Again, Myers fails to comply with Rule 84.04(e). He does not include the applicable
standard of review, information regarding the preservation of this issue for review, or citations to
the record for the factual claims he makes. These errors justify dismissal on appeal. Porter, 590
S.W.3d at 358. Furthermore, the factual assertions he makes have no support anywhere in the
record. “Recitals in an appellant’s brief that are unsupported by the record on appeal are
insufficient to supply this Court with the record of trial court proceedings necessary for our
review.” Poke v. Mathis, 461 S.W.3d 40, 42 (Mo. App. E.D. 2015).
Point III is dismissed.
Point IV
In his fourth point on appeal, also replete with Rule 84.04 violations, Myers appears to
bring a claim of ineffective assistance of counsel. However, “Missouri courts have held that ‘a
claim of ineffective assistance of counsel… is not cognizable on direct appeal.’” State v. West,
551 S.W.3d 506, 517 (Mo. App. E.D. 2018) (alteration in original) (quoting State v. Webber, 504
S.W.3d 221, 230 (Mo. App.

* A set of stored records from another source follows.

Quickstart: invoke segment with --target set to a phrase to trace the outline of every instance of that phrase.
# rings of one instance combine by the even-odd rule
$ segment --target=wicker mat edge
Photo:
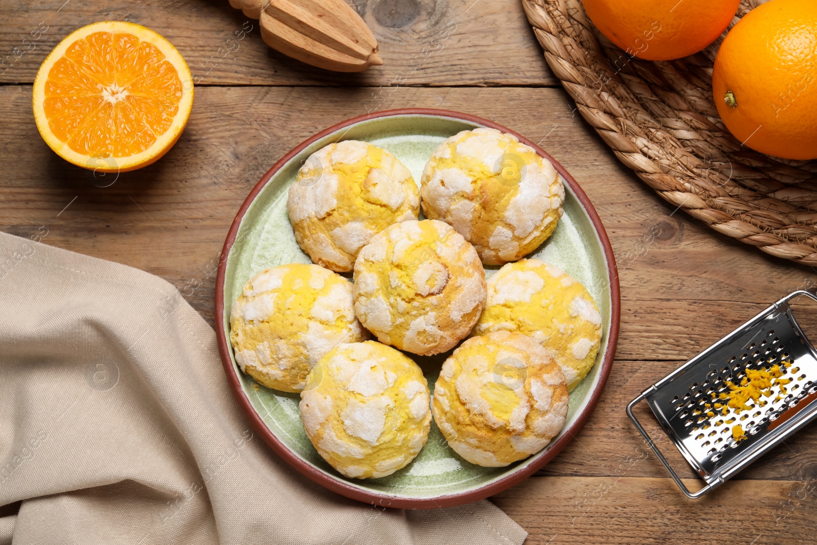
[[[522,0],[545,59],[616,157],[663,199],[777,257],[817,266],[817,162],[742,146],[712,104],[722,37],[669,62],[632,57],[597,34],[580,0]],[[755,7],[743,0],[733,21]]]

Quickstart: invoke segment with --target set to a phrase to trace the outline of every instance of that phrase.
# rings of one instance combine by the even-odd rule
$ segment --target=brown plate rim
[[[589,401],[583,408],[581,413],[576,418],[575,422],[574,422],[573,425],[565,431],[565,433],[563,434],[561,437],[556,441],[556,443],[549,445],[546,450],[540,454],[538,454],[537,457],[538,459],[534,460],[526,467],[520,468],[502,479],[491,481],[472,490],[444,494],[435,498],[405,498],[360,489],[337,477],[317,470],[311,464],[291,451],[266,427],[264,421],[261,419],[261,417],[252,407],[252,404],[250,403],[249,398],[248,398],[247,395],[244,393],[243,389],[241,387],[241,383],[234,372],[233,360],[230,355],[228,340],[225,334],[222,322],[224,317],[224,280],[226,271],[227,257],[230,255],[230,250],[232,248],[233,243],[235,241],[235,237],[238,234],[241,220],[243,218],[244,214],[249,208],[250,204],[252,203],[256,197],[261,192],[261,189],[263,189],[263,187],[270,181],[273,175],[291,159],[301,153],[306,146],[329,134],[332,134],[333,132],[350,125],[357,124],[363,121],[368,121],[377,118],[402,115],[443,117],[467,121],[477,125],[481,125],[483,127],[495,128],[502,131],[502,132],[514,135],[519,138],[520,142],[529,145],[535,150],[537,153],[549,160],[553,164],[553,167],[556,169],[556,171],[565,179],[565,181],[567,182],[568,185],[570,186],[570,190],[573,191],[574,194],[576,195],[576,198],[578,199],[579,203],[581,203],[582,207],[590,217],[593,228],[596,230],[596,236],[601,242],[601,246],[604,249],[605,259],[607,262],[607,270],[610,288],[610,325],[609,331],[608,332],[607,350],[605,352],[600,364],[601,369],[599,373],[599,381],[590,395]],[[366,114],[350,119],[346,119],[346,121],[342,121],[336,125],[333,125],[332,127],[324,129],[301,142],[301,144],[282,157],[277,163],[275,163],[275,165],[272,166],[270,170],[266,172],[263,176],[261,176],[261,180],[257,184],[256,184],[255,187],[252,188],[252,190],[250,191],[247,199],[244,199],[243,203],[239,209],[238,213],[235,215],[235,219],[233,220],[233,223],[230,227],[230,231],[227,233],[227,238],[224,242],[224,248],[219,259],[218,274],[216,277],[216,337],[218,343],[219,355],[221,358],[221,364],[224,366],[224,371],[227,376],[227,382],[230,384],[230,387],[232,390],[233,395],[238,401],[239,405],[247,416],[247,418],[250,421],[250,423],[258,432],[258,435],[264,439],[265,442],[275,452],[275,453],[280,456],[295,470],[308,479],[332,490],[333,492],[336,492],[342,496],[360,502],[373,503],[382,507],[402,509],[431,509],[437,507],[449,507],[462,505],[464,503],[470,503],[471,502],[488,498],[489,496],[502,492],[502,490],[518,484],[553,459],[553,458],[558,454],[568,443],[570,442],[582,427],[584,426],[584,423],[590,417],[590,414],[593,412],[596,404],[598,402],[599,398],[601,395],[601,392],[604,391],[605,384],[607,382],[607,377],[609,377],[610,369],[613,367],[613,360],[615,357],[616,346],[618,341],[618,328],[621,315],[620,297],[618,273],[618,269],[616,268],[615,257],[613,255],[613,247],[610,245],[609,239],[608,238],[607,232],[605,230],[604,226],[601,223],[601,219],[596,212],[596,208],[594,208],[593,205],[591,203],[587,195],[583,190],[582,190],[582,188],[578,185],[573,176],[570,176],[565,168],[562,167],[556,159],[551,157],[547,152],[517,132],[493,121],[489,121],[475,115],[455,112],[449,109],[402,108],[399,109],[389,109],[372,114]]]

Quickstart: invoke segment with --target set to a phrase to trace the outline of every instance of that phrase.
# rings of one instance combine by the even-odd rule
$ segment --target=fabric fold
[[[0,545],[520,544],[487,501],[377,508],[255,433],[212,329],[144,271],[0,233]]]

W.D. 2016)). Such claims “must be presented pursuant to the
procedure set forth in Rule 29.15 or 24.035 which provide for the development of a full and
10 complete record… [because] [t]hese rules provide the exclusive procedure through which post-
conviction relief because of ineffective assistance of counsel may be sought.” Id. (internal
citations omitted).
Point IV is dismissed.
IV. Conclusion
For the reasons stated above, we affirm the judgment of the circuit court.
_______________________________ Kelly C. Broniec, Judge
Colleen Dolan, P.J. and Robert M. Clayton III, J. concur.